If Socitm didn't exist you'd need to invent it but it must now re-invent itself to survive. That the conference provided delegates a great networking opportunity and probably a much-needed break is beyond doubt, but it could and should be so much more. Let us hope in the near future it will and its 'issues' get resolved soon.

Public Sector Forum

Ian – we do need friends and allies, and we would like PSF to be among them. However, PSF's Sunday Sport editorial style, which we previously discussed, is among the challenges we face. I would prefer to pursue an objective debate based on the facts, but I'm not sure that suits your goals as a commercial operation that needs to drive readership.

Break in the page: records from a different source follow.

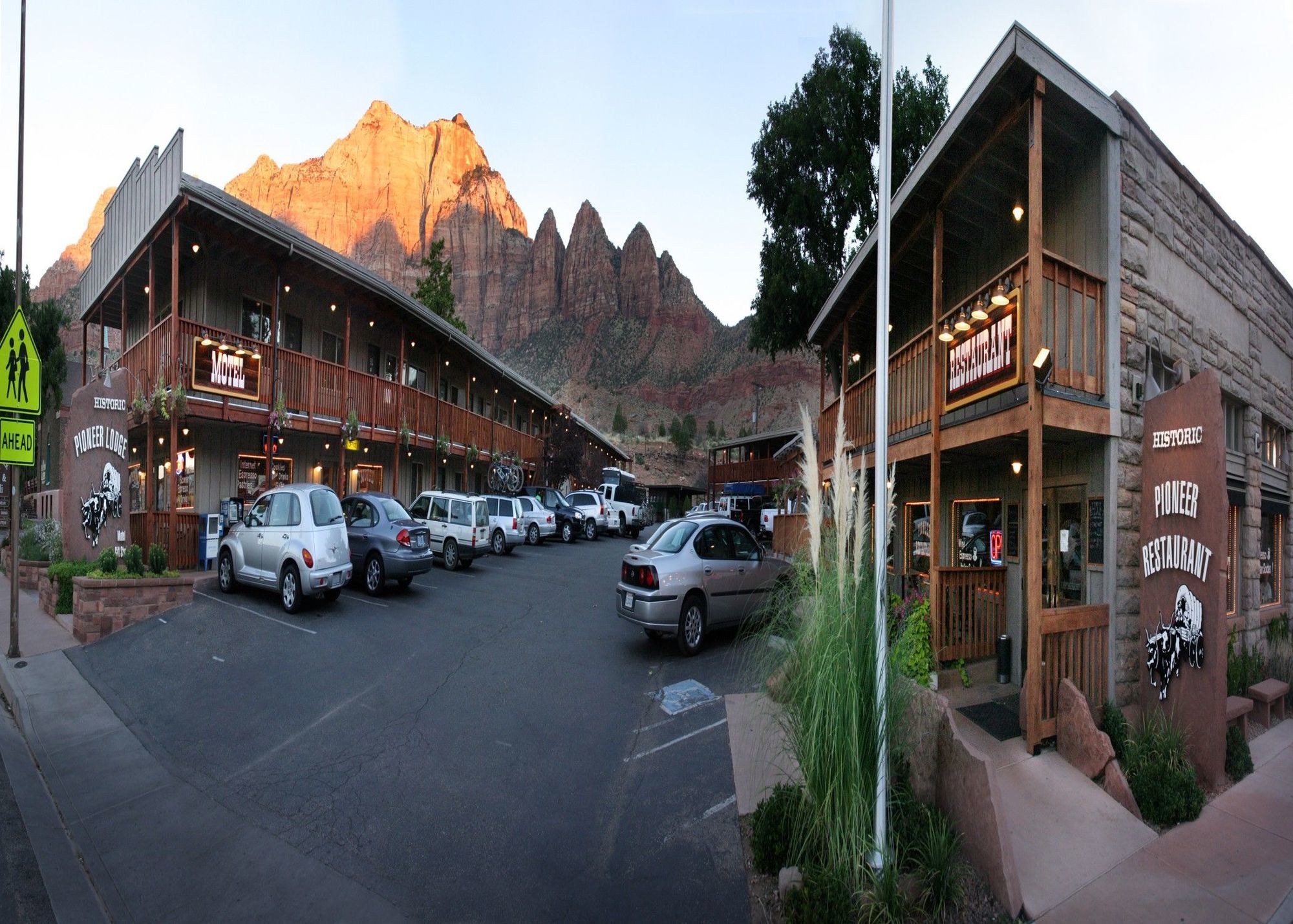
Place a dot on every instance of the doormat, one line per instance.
(999, 717)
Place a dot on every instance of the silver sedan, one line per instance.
(695, 575)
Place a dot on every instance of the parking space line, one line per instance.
(249, 610)
(677, 740)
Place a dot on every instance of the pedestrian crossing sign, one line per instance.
(21, 368)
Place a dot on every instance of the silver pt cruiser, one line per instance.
(696, 574)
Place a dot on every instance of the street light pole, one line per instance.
(17, 302)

I know that you have pursued some sincere and effective campaigns, and admit to having been really amused at some of your more outrageous pieces – but we simply cannot afford to behave like that. If I want amusement, I might read the Sunday Sport (well, Sun, perhaps!) but if I want the facts and reasoned debate, I'm more likely to turn to the Times. If Socitm is to continue to be taken seriously, we must seen to be objective and dealing with the facts.

Please would you publish this response to your "word about Socitm"? I look forward to a continuing and, hopefully, increasingly effective dialogue but I think we are going to have to acknowledge and respect our difference perspectives.